Making books isn’t always fun.

Workaday Wednesday

A busy, but productive day at work, and a day of unexpected sun and good weather. Except for a very delayed subway connection this morning and an uncomfortably crowded car when it arrived, today was pretty much just your average, busy Wednesday.

Wednesday various

  • Scott Tobias on Fast Five:

    Fast Five may be lizard-brain escapism—and there’s something unsettling about how it lays waste to Rio’s desperately poor favelas—but nonsense this well-orchestrated is a rare and precious thing.

  • Genevieve Valentine on Priest:

    Basically, Priest exists as an example of what happens when a team of creative people all get a concussion at once.

  • John Seavey on Smallville — and, more specifically, why it is not Doctor Who:

    And then, the next night, I watched “The Doctor’s Wife”. And while I won’t spoil anything, because the episode is very wonderful, very surprising, and many people probably haven’t seen it yet, I will say that it is the epitome of everything that Doctor Who is and everything that Smallville isn’t. Instead of being an “epic game-changer” that really doesn’t change anything, not even really the things it’s obligated to change…this was a normal, everyday, stand-alone non-arc episode that just happened to transform everything you thought you knew about forty-eight years of the series. And it did it almost casually.

    Doctor Who is, and always has been like that. It’s never been afraid to reinvent itself, not even after forty-eight years. It’s a bold, inventive show that has no boundaries, no self-imposed rules, and no orthodoxies to uphold. That’s why it attracted a writer of the caliber of Neil Gaiman, whereas Smallville has had to content itself with Geoff Johns and Jeph Loeb. That’s why it’s still going and why I don’t think it’ll ever stop. Because it’s a show that can do anything…and one that will do anything.

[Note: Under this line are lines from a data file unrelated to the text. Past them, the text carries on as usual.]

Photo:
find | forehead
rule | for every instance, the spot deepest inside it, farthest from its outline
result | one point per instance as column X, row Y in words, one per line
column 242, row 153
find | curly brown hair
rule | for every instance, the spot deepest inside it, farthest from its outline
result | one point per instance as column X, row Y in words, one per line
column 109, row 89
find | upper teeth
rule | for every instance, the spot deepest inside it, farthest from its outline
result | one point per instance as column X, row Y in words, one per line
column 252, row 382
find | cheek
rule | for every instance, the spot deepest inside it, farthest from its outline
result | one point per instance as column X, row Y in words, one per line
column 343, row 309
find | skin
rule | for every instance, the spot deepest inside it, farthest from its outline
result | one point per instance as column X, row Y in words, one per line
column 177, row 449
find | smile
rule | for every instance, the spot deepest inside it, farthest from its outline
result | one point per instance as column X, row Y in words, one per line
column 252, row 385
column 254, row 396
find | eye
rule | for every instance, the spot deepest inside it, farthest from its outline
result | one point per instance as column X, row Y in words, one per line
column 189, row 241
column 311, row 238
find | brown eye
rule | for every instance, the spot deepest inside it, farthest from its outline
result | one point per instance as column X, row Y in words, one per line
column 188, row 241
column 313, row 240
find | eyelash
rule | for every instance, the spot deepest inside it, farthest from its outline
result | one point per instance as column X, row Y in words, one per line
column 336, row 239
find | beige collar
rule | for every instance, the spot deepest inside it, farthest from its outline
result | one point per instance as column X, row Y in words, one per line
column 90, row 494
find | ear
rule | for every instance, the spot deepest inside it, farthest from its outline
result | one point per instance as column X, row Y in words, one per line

  • And speaking of shows that promise but don’t deliver on change, Zach Handlen on House:

    It’s like a game, really. Each year, the writers have to come up with some new way to trick us into thinking that the show is moving on. And then, come next season, they have to find some way to undo all those changes, because in House-land, we can have the illusion of growth but not growth itself.

    Everything I’m reading leads me to think that my decision to quit on the show at the start of this year was wrong only in that it came too late.

  • And finally, Existential Star Wars [via]:

A night at the library

I spent another day wrasslin’ with a manuscript, taking all my corrections and putting them back into a Word document to send to the authors. We’ll see how quick they can respond, and if they agree to all my changes.

A few other e-mails aside, and a quick escape for lunch, that was pretty much my day. My evening was spent at an event called Speculating on Fiction at the New York Public Library. The guests included John Scalzi, Scott Westerfeld, Cat Valente, and of course my favorite author, Lev Grossman. Gavin Grant of Small Beer Press emceed, and Brian Slattery and friends provided music.

It was a lot of fun. John Sclazi was quite entertaining, essentially just repeating the story he tells here about The Shadow War of the Night Dragons, Book One: The Dead City. Cat Valente was maybe the best reader of her work, making me wonder what’s wrong with me that I’ve never read any of it yet, and Scott Westerfeld not for the first time made me want to read his Leviathan series. And even Grossman was good, reading from the forthcoming Magicians sequel, which, at least in the section he read, focuses more closely on one of the first book’s most woefully mistreated characters, Julia. It wasn’t good enough to convince me to actually read the new book — I don’t think anything could do that — but he didn’t seem out of place on the stage or anything like that.

(I did note that only one person had a question for him during the Q&A, about how he manages being a full-time critic for Time with writing a novel. But the man’s not tedious idiot. Anybody can write a lousy book. A really, really, really lousy book.)